Infrastructure
Terraform at Trading-Firm Scale: Module Patterns, State Isolation, and Multi-Account Hygiene
How ZeroCopy manages 4 AWS accounts and DigitalOcean with isolated Terraform state, Atlantis PR workflows, and module patterns that prevent production drift.
The incident happened at Upside two weeks after I joined. A senior engineer ran terraform apply from their laptop in the production AWS account to push a “minor security group update.” The apply succeeded, but it had been run against a stale state file - the engineer had pulled state before someone else had made three unrelated changes that day. Two of those changes got overwritten. One of them was a firewall rule protecting the order management system’s admin port.
Nobody noticed for six days. No breach occurred, but the exposure window was real, the audit trail was muddy, and the postmortem was not pleasant. The fix was not technical - it was procedural. We moved to a model where terraform apply could only happen through CI after a PR review, never from a developer’s laptop. Within three months, the number of unreviewed infrastructure changes dropped from several per week to zero.
That experience shaped how I build Terraform setups at every company since, including ZeroCopy. What follows is the complete pattern.
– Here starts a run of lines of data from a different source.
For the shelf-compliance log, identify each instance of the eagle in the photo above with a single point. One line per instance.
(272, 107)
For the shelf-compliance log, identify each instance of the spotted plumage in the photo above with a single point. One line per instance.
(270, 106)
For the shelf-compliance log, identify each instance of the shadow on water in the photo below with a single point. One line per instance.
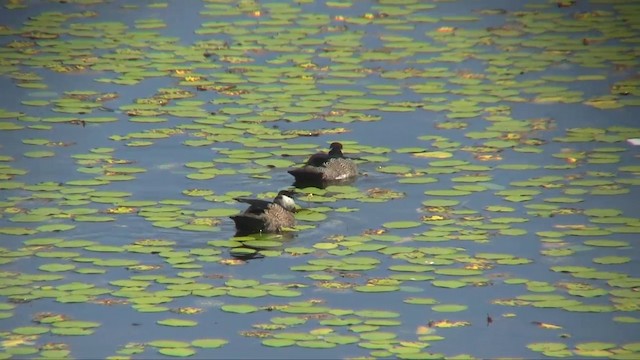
(495, 180)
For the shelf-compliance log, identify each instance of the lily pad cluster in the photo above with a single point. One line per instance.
(498, 185)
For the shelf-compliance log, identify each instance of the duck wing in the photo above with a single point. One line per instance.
(257, 206)
(318, 159)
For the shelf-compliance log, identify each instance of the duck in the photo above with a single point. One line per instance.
(266, 216)
(326, 167)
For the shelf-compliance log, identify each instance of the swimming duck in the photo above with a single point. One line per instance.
(266, 216)
(326, 167)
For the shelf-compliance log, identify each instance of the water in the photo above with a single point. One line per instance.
(313, 71)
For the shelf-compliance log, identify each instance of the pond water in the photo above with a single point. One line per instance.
(495, 214)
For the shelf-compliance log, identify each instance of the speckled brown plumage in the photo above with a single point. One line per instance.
(266, 216)
(322, 167)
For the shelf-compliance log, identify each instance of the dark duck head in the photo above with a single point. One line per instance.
(326, 167)
(266, 216)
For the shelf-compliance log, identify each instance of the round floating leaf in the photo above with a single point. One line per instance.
(72, 331)
(239, 308)
(278, 342)
(609, 260)
(451, 192)
(177, 352)
(401, 224)
(30, 330)
(209, 343)
(168, 344)
(451, 284)
(449, 308)
(177, 322)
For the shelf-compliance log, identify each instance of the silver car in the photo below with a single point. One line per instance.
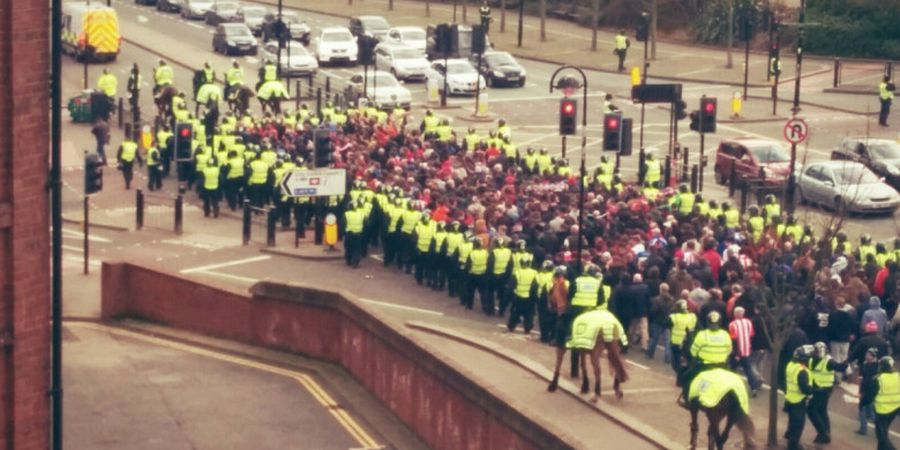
(846, 186)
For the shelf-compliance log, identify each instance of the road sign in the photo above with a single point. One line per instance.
(314, 183)
(796, 131)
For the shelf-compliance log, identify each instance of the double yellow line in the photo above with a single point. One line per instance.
(314, 389)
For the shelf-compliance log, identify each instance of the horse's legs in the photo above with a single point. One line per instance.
(585, 379)
(560, 353)
(694, 428)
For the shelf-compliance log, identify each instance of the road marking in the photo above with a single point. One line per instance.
(407, 308)
(314, 389)
(77, 234)
(225, 264)
(229, 276)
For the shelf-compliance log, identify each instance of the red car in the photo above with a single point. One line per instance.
(754, 159)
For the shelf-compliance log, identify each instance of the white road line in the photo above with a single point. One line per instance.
(407, 308)
(226, 264)
(228, 275)
(80, 235)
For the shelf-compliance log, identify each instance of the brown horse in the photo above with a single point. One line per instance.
(729, 408)
(607, 322)
(239, 100)
(163, 100)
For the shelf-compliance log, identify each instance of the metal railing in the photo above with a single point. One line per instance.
(160, 211)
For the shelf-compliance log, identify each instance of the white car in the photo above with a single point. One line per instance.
(296, 61)
(383, 89)
(404, 62)
(195, 9)
(461, 77)
(411, 36)
(336, 44)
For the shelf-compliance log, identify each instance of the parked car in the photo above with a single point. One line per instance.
(846, 186)
(372, 26)
(194, 9)
(754, 159)
(500, 69)
(881, 156)
(253, 16)
(234, 39)
(402, 61)
(382, 89)
(461, 77)
(336, 44)
(168, 5)
(411, 36)
(296, 61)
(297, 27)
(222, 12)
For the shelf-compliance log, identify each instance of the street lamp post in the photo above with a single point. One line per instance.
(568, 84)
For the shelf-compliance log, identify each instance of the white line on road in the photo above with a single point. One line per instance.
(226, 264)
(79, 235)
(407, 308)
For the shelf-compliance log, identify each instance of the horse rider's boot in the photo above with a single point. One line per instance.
(554, 382)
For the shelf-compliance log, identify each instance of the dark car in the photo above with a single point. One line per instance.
(371, 26)
(168, 5)
(500, 69)
(223, 12)
(234, 39)
(297, 27)
(253, 16)
(881, 156)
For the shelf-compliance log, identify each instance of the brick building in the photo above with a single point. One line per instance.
(24, 225)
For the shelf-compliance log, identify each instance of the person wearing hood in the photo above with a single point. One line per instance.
(875, 314)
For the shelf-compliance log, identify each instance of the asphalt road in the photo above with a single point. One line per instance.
(531, 109)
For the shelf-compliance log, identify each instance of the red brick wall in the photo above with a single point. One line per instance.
(444, 407)
(24, 246)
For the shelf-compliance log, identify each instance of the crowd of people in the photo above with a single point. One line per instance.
(474, 215)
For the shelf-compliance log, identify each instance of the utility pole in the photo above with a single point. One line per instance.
(728, 63)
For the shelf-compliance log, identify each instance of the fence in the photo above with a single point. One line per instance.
(865, 73)
(160, 211)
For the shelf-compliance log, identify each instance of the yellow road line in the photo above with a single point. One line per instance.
(314, 389)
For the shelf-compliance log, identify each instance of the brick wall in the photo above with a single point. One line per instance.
(24, 245)
(445, 407)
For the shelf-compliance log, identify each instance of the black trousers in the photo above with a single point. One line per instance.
(154, 181)
(522, 308)
(211, 202)
(796, 421)
(817, 410)
(885, 111)
(882, 426)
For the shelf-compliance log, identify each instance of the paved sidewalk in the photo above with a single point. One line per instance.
(569, 43)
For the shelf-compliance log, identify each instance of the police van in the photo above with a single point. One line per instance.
(90, 32)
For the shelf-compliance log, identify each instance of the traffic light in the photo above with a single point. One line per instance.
(695, 120)
(568, 117)
(642, 30)
(93, 174)
(708, 114)
(184, 135)
(323, 149)
(680, 114)
(612, 132)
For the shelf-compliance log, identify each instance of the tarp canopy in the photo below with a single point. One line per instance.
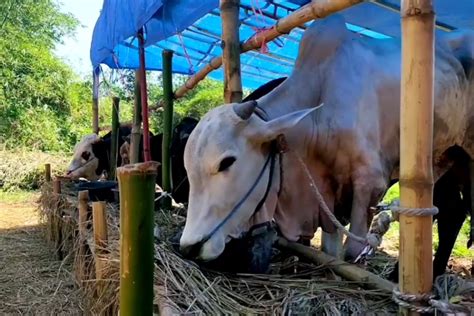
(192, 29)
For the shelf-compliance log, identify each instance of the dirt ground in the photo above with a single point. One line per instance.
(32, 281)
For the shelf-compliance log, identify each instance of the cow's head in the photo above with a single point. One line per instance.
(223, 158)
(84, 163)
Module Architecture: The Three-Layer Model
Terraform modules can be organized in many ways, and most organizations get it wrong by starting too abstract. The pattern that has worked consistently for me across three companies is a three-layer model:
Layer 1: Root modules (one per environment). These are what you actually terraform apply. They compose child modules, reference data sources, and produce outputs. The root module for prod-aws knows nothing about staging-aws - they are entirely separate Terraform workspaces with separate state.
Layer 2: Service modules (reusable units of infrastructure). Each service module encapsulates one deployable service: a trading node cluster, a database instance, a NATS cluster. Service modules take structured inputs and produce structured outputs. They contain no hard-coded environment-specific values.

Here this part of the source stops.